Speech Synthesis: Where Did the Signal Processing Go?

August 31, 2017 1:30 pm - 2:30 pm

Prof. Simon King

The Centre for Speech Technology Research, University of Edinburgh, UK

Abstract

In current approaches to speech synthesis, we generally obtain the best sounding output by concatenating recordings of natural speech, in the waveform domain. The competing method, in which a statistical model drives a vocoder, has until recently suffered from significant artefacts that reduced perceived naturalness.

Now, statistical parametric methods are suddenly and rapidly improving, and are finally good enough for commercial deployment. The most recent boost to quality has come about through a convergence of acoustic modelling and waveform generation, in which the model directly generates a waveform, or a very closely-related representation.

But, in this rush to use statistical models to directly generate waveforms, much of what we know about speech signal processing - whether source-filter modeling, the cepstrum, or something as simple as perceptually-motivated frequency scale warping - is now being questioned or simply forgotten. We see models generating exceedingly naive representations, such as 8-bit quantised waveform samples.

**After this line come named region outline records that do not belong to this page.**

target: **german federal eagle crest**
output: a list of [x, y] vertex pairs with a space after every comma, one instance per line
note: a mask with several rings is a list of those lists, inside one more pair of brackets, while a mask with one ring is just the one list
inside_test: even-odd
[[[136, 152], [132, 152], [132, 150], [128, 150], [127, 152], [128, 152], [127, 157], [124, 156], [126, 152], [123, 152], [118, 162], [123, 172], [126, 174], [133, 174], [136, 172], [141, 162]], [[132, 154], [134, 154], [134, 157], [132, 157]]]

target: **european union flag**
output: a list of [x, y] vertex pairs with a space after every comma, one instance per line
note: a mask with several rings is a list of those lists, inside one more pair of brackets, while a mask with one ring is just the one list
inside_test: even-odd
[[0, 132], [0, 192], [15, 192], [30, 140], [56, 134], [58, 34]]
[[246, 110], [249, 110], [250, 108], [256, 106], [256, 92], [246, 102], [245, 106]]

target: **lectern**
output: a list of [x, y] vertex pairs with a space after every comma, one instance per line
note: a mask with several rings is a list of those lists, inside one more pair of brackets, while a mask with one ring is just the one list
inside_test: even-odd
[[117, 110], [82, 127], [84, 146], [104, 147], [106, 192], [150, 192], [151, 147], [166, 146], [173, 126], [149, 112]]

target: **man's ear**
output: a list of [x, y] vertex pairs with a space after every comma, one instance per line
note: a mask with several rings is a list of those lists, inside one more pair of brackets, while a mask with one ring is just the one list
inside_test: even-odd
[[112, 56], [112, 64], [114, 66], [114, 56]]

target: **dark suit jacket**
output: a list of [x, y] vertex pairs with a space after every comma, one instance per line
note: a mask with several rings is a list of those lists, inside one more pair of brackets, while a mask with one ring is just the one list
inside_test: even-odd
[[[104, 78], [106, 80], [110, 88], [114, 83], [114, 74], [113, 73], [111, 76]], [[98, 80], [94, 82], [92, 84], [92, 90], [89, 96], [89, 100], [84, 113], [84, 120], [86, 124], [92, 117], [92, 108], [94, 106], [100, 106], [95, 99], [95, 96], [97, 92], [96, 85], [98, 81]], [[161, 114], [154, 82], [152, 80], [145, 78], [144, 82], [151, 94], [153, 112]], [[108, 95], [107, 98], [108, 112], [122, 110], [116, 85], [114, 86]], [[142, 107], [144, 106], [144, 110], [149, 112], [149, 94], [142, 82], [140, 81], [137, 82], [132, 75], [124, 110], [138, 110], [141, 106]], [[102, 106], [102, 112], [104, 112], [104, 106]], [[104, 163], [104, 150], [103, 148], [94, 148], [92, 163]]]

In my talk, I will ask whether this is just the inevitable march of Machine Learning, or if there is a missed opportunity. It seems rather unlikely that an 8-bit quantised waveform is the best domain for an objective function aiming to maximise perceived naturalness. Surely, experts in signal processing (by which, I mean YOU!) can do better?

Bio

A fundamental question is: What are the basic building blocks of speech? To answer this question, I have worked on a number of problems in speech technology. In recent years, I have concentrated mainly on speech synthesis, working in both unit selection and statistical parametric paradigms (HMM-based and DNN-based). I have been considering the "building blocks question" in text processing, acoustic modelling and waveform generation.

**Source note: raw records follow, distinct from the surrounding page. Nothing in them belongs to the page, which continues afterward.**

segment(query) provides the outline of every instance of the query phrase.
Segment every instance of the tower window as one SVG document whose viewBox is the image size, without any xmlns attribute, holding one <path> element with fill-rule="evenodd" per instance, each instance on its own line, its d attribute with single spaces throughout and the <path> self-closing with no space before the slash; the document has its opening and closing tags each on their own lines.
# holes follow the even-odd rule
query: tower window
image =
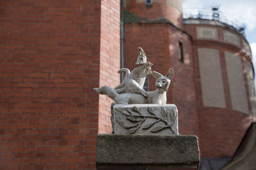
<svg viewBox="0 0 256 170">
<path fill-rule="evenodd" d="M 146 4 L 152 4 L 152 1 L 151 1 L 151 0 L 146 0 Z"/>
<path fill-rule="evenodd" d="M 184 59 L 183 59 L 183 45 L 182 43 L 179 41 L 179 57 L 180 59 L 180 61 L 182 62 L 184 62 Z"/>
</svg>

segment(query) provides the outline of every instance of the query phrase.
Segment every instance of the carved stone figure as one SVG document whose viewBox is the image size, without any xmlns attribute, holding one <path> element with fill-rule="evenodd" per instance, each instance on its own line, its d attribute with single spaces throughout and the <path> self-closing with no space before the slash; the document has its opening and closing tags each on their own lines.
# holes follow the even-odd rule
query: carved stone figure
<svg viewBox="0 0 256 170">
<path fill-rule="evenodd" d="M 173 70 L 169 69 L 165 76 L 153 71 L 153 76 L 157 79 L 156 90 L 146 92 L 143 89 L 145 80 L 152 74 L 153 65 L 147 61 L 147 57 L 141 48 L 138 48 L 138 59 L 136 65 L 140 66 L 131 73 L 126 68 L 121 69 L 118 73 L 125 72 L 124 81 L 115 89 L 108 86 L 94 88 L 93 90 L 100 94 L 108 95 L 116 104 L 159 104 L 166 103 L 166 91 L 169 87 Z"/>
</svg>

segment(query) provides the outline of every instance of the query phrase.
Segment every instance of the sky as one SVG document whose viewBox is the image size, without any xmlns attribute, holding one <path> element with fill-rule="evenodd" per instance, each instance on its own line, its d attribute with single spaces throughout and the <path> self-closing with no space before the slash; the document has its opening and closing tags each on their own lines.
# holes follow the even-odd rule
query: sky
<svg viewBox="0 0 256 170">
<path fill-rule="evenodd" d="M 252 52 L 256 73 L 256 1 L 255 0 L 183 0 L 183 9 L 209 9 L 212 4 L 220 5 L 220 15 L 225 13 L 245 24 L 245 36 Z M 254 80 L 256 85 L 256 79 Z M 255 85 L 256 87 L 256 85 Z"/>
</svg>

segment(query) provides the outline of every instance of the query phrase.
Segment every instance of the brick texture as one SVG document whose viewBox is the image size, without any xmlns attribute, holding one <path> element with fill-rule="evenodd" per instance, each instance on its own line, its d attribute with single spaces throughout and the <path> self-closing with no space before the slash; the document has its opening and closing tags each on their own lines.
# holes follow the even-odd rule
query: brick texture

In text processing, building blocks co-exist at many different levels of representation. Some, such as phonemes or syllables, need reliable linguistic knowledge of the language. Other unit types, such as graphemes, can be used in a wider range of practical situations.

In acoustic modelling, the definition of the unit of speech is crucial. Both unit selection and statistical parametric approaches typically use small, naively-defined units such as phones or diphones, but then adorn them with many contextual features, leading to severe sparsity . This sparsity is solved by finding units-in-context that are somehow "equivalent" or "perceptually interchangeable".

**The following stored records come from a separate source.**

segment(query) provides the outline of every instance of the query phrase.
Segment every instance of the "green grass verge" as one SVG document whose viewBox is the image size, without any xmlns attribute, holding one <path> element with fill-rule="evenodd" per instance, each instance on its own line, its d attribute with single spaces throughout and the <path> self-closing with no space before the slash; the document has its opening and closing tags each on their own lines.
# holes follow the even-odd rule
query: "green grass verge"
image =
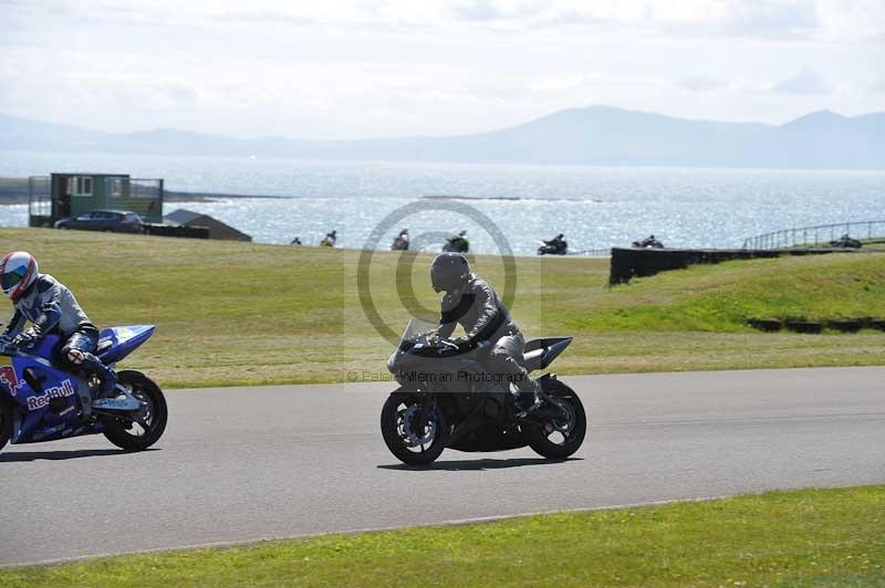
<svg viewBox="0 0 885 588">
<path fill-rule="evenodd" d="M 0 569 L 35 586 L 883 586 L 885 486 Z"/>
<path fill-rule="evenodd" d="M 344 381 L 384 372 L 391 344 L 360 304 L 357 251 L 0 229 L 69 284 L 102 325 L 153 323 L 157 335 L 126 365 L 163 386 Z M 382 252 L 372 300 L 400 329 L 409 304 L 438 305 L 430 255 Z M 397 263 L 414 262 L 402 272 Z M 476 269 L 503 291 L 503 266 Z M 404 265 L 408 269 L 408 264 Z M 608 261 L 517 261 L 512 312 L 528 338 L 573 335 L 561 374 L 885 364 L 885 333 L 763 334 L 748 317 L 885 315 L 885 255 L 821 255 L 697 265 L 607 287 Z M 414 295 L 408 295 L 412 286 Z"/>
</svg>

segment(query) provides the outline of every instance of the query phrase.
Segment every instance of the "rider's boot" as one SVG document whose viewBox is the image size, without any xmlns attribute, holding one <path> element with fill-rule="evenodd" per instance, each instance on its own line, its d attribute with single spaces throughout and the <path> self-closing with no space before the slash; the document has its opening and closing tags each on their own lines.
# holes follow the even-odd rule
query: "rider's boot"
<svg viewBox="0 0 885 588">
<path fill-rule="evenodd" d="M 517 409 L 517 418 L 524 419 L 537 411 L 541 405 L 541 385 L 530 377 L 525 377 L 517 385 L 517 395 L 513 399 Z"/>
<path fill-rule="evenodd" d="M 113 369 L 105 366 L 101 359 L 92 354 L 84 353 L 80 368 L 86 376 L 98 380 L 98 386 L 92 389 L 93 400 L 114 396 L 114 389 L 117 387 L 117 375 Z"/>
</svg>

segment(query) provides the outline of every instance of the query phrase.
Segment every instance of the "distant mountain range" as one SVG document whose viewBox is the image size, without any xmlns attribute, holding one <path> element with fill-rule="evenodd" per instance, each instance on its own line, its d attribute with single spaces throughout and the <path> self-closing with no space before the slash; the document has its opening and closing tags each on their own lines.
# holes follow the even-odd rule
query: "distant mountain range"
<svg viewBox="0 0 885 588">
<path fill-rule="evenodd" d="M 178 129 L 111 134 L 0 114 L 0 150 L 613 166 L 885 169 L 885 113 L 819 111 L 783 125 L 590 106 L 456 137 L 238 139 Z"/>
</svg>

In waveform generation, we still obtain the best quality by concatenating recordings, but parametric methods are improving rapidly. There is a gradual convergence of acoustic modelling and waveform generation, which may overcome the limitations of current systems that couple a statistical model with a vocoder. But, in this convergence, much of what we know about the building blocks of speech signals - such as source and filter - is now being questioned or simply ignored.